Comme par magie – la magie subtile mais ultra-efficace de la narration télévisuelle –, Susan Boyle incarne, en quelques instants, la victoire de l’outsider, du lambda, du « vous-et-moi », sur le cynisme impitoyable de la machine médiatique. Avec bien sûr, derrière, un coup de pouce du net : la vidéo de Boyle explose les compteurs YouTube avec 20 millions de clicks en une semaine.
Susan Boyle n’arrive finalement qu’en deuxième position en finale de Britain’s Got Talent. Mais qu’importe, son succès est déjà largement consolidé sur internet. Il faut dire que l’énergie naïve et sympathique de Ms. Boyle est franchement désarmante. Sa belle et incroyable sucess-story tombe bien, par ailleurs, dans le contexte actuel de démoralisation générale. Quoi qu’il en soit, les fans se reconnaissent massivement dans la fable de Susan Boyle : ce sont eux qui lui donnent sa morale, en invoquant le « vilain petit canard » devenu cygne, ou encore le vieil adage selon lequel il ne faut pas juger un livre par sa couverture.

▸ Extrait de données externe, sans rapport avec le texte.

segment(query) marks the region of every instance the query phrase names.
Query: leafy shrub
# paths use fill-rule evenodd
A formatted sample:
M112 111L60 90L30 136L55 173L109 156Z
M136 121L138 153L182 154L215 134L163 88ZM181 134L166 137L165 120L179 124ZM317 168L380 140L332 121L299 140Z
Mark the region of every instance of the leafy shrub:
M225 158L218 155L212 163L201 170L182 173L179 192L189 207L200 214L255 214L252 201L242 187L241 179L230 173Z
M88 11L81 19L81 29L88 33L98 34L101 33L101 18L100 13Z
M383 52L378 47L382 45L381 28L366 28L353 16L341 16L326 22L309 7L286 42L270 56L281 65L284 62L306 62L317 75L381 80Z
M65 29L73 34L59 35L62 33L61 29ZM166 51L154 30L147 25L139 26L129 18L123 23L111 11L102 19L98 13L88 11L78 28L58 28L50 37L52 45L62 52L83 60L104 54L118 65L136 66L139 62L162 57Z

Comment ne pas être heureux pour Ms. Boyle, qui réalise aujourd’hui son rêve de devenir une chanteuse célèbre « comme Elaine Page (ancienne star de Broadway – ndlr) » ? Et avec la manière, en plus. Son album de reprises est numéro un des ventes au Royaume-Uni, aux Etats-Unis, en Australie et en Nouvelle-Zélande. Mieux encore, il bat tous les records de ventes pour un premier album au Royaume-Uni. Aux Etats-Unis, l’album s’est écoulé à plus de 700,000 exemplaires en une semaine : plus gros succès de l’année (Boyle bat ainsi Eminem et son comeback foireux), et il faut remonter à Snoop Dogg en 1993 pour trouver un premier album avec un démarrage comparable.

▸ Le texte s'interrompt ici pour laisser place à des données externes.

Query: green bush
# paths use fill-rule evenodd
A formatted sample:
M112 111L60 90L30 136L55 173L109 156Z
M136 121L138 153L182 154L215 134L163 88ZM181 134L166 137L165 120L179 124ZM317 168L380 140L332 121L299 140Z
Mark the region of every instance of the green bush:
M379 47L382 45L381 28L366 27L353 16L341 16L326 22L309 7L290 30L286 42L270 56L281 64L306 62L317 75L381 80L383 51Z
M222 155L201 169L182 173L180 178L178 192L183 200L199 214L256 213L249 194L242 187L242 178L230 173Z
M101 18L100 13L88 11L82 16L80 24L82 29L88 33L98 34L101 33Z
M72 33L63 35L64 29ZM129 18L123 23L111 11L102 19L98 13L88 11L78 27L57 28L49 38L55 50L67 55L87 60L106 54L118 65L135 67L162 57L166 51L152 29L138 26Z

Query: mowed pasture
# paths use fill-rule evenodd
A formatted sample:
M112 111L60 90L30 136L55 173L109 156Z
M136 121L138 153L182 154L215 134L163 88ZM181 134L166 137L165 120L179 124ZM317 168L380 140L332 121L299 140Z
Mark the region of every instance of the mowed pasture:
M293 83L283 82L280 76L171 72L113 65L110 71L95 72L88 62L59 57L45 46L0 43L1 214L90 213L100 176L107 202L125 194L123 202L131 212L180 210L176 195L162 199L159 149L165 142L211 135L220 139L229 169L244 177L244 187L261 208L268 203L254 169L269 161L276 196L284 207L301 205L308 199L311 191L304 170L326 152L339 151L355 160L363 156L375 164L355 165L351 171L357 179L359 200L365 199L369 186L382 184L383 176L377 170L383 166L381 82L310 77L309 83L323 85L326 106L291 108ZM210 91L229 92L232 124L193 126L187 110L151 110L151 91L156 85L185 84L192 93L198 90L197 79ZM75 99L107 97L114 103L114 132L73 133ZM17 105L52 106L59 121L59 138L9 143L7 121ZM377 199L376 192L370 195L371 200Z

L’autre grand vainqueur, dans l’affaire, c’est évidemment la télé, qui peut se racheter une bonne conscience – comme si l’exemple de Susan Boyle allait renverser tous les stéréotypes qu’elle entretient allègrement. Confirmant son monopole du rêve, elle est la première à s’enthousiasmer du succès « improbable » de Boyle. Quitte, d’ailleurs, à trahir son cynisme dans ses commentaires apparemment les plus encourageants. La « Barbie » Amanda Holden, membre du jury de Britain’s Got Talent, affirmait par exemple (citée par le New York Times) que Boyle ne devrait pas se maquiller et changer son style vestimentaire, sans quoi « tout serait gâché ». Mais c’est quoi, « tout » ? Sans doute « l’authenticité » populaire de Susan Boyle – sans laquelle, finalement, toute cette histoire aurait été vachement moins télégénique.